Dans mes loisirs, Je lis beaucoup, je regarde surtout les documentaires à la télé, écoute France culture, je rattrape le temps perdu. Tout ce qui traite la psychologie, le bien être, la déco, ça m’intéresse. Je me délasse dans la fabrication de gâteaux qui ressemblent à ceux du pâtissier, pour ma famille ou mes invités.
Chaque jour à six heures je suis debout. La journée commence tôt. Je prends tout mon temps à me préparer, à petit déjeuner. Les rituels du matin ; au lever à jeun, un citron pressé puis une heure dans la salle de bains, prendre soin de mon corps, me maquiller, m’habiller. La veille, les vêtements sont préparés, la table du petit déjeuner mise. Un copieux repas, pour tenir jusqu’au soir : café, fruit, pain, beurre, fromage, laitage.

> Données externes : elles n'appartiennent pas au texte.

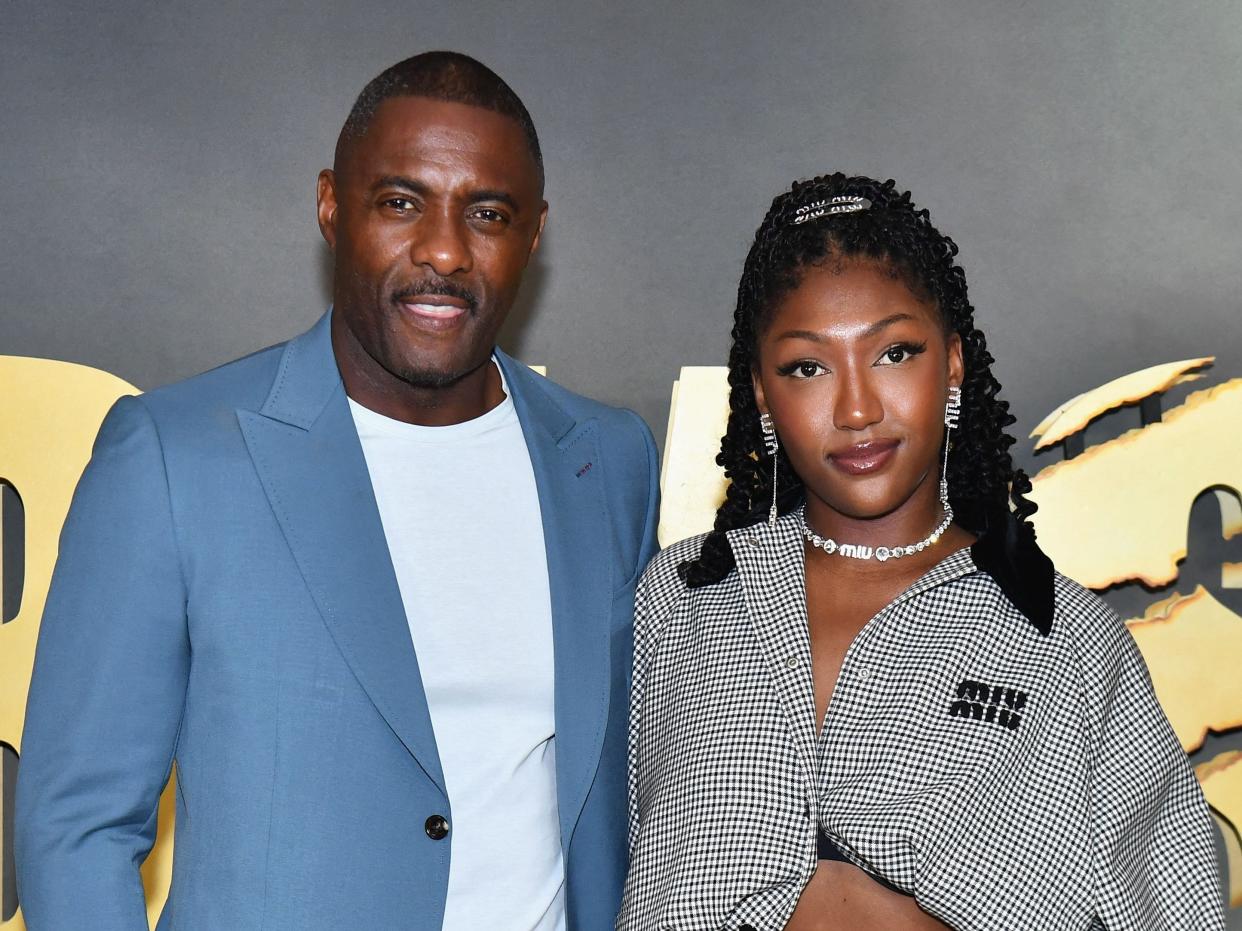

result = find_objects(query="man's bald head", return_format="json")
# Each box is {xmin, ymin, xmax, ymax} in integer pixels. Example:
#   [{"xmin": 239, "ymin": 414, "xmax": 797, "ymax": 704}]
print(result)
[{"xmin": 333, "ymin": 52, "xmax": 543, "ymax": 190}]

Par beau temps, Le midi, entre deux, je me délasse en ville devant les vitrines, ou je traque les bonnes affaires pour ma coquetterie. C’est mon moment à moi.
Verso
A ma première confrontation avec la mort, j’ai quatorze ans. La morte, c’est maman, elle a trente neuf ans. Le mot Mort est d’une extrême violence, foudroyant.
Chez nous, auparavant ce mot n’avait jamais été prononcé. On ne parle pas des morts. Ils disparaissent. On veut ignorer la mort.
Nos parents de parlaient pas de leurs morts. J’avais bien vu des cercueils, des gens habillés de noir, ça ne m’attendrissait pas. Ces boites, je ne me rendais pas compte qu’elles contenaient des gens morts.
Certains disent que la mort fait partie de la vie. Ma mort, oui, celle de mes proches trop tôt, non. Ce n’est pas juste !
La mort fait mal. Il faut bannir ce mot. Ça brule trop. Ça glace.
La mort, c’est abandon, c’est le vide, c’est la solitude, c’est le manque, c’est ma souffrance.
Tristesse !
Petit détour à la Cathédrale, prière, bougie. La lumière, pour eux, la chaleur pour moi.